# First Cheese Smoke w/ A-Maze-N Q-Mats!



## mneeley490 (Sep 7, 2013)

Temps today were not optimal for cold smoking, but I have friends coming in 2 weeks, and they requested smoked cheese.

Soooooo, I sliced up 5 lbs. of sharp cheddar into chunks, and included a pound of soft goat cheese just for the heck of it.

Used a Q-Mat I bought from Todd, and slid into the fridge smoker with about 10 lbs of ice inside.

Since temps are in the 70's today, I thought it best to speed up the smoke as much as possible.
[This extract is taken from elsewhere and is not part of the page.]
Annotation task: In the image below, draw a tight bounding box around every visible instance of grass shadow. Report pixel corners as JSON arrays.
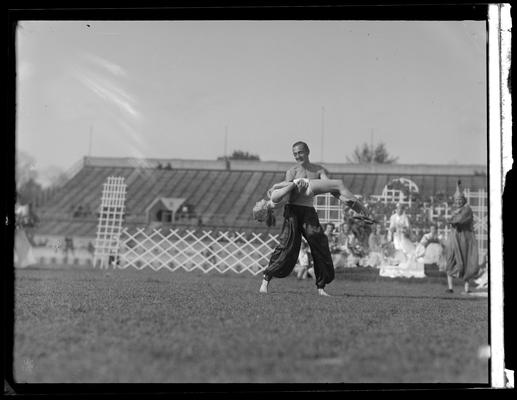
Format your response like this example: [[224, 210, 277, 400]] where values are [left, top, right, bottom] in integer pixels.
[[340, 292, 488, 301]]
Lit up my AMNPS on both sides with a 50/50 mix of apple and peach pellets, and kept my smoker inside the garage, out of the sun with the garage door wide open.

Pulled them out after 3-1/2 hours. My probe was reading 92°, but it didn't feel that hot in there to me. I'll have to calibrate it again.

Anyway, here are a couple before shots:













9-13 Cheese 003.jpg



__ mneeley490
__ Sep 7, 2013


















9-13 Cheese 004.jpg



__ mneeley490
__ Sep 7, 2013






And a couple after shots:













9-13 Cheese 007.jpg



__ mneeley490
__ Sep 7, 2013


















9-13 Cheese 005.jpg



__ mneeley490
__ Sep 7, 2013






As you can see, there was no melting at all. The goat cheese held up remarkably well on the Q-Mat. Not so well when I went to insert it into a vacuum sealer bag. Oh well, it's still mostly intact.

So the verdict--Todd's Q-Mats are great! I'm sure this would not have worked out half this well without it. Thanks Todd, you've come thru again with another great product!


----------



## pc farmer (Sep 7, 2013)

Cheese looks great and the Q mats are awesome.

I need to order some for my uds.


----------



## driedstick (Sep 13, 2013)

Looks good next week temps are suppose to be coming down fall is here,   smoke on :)


----------



## mneeley490 (Sep 13, 2013)

Yep, as soon as it gets cooler, I  have a boneless pork leg that I will brine and smoke as a ham.


----------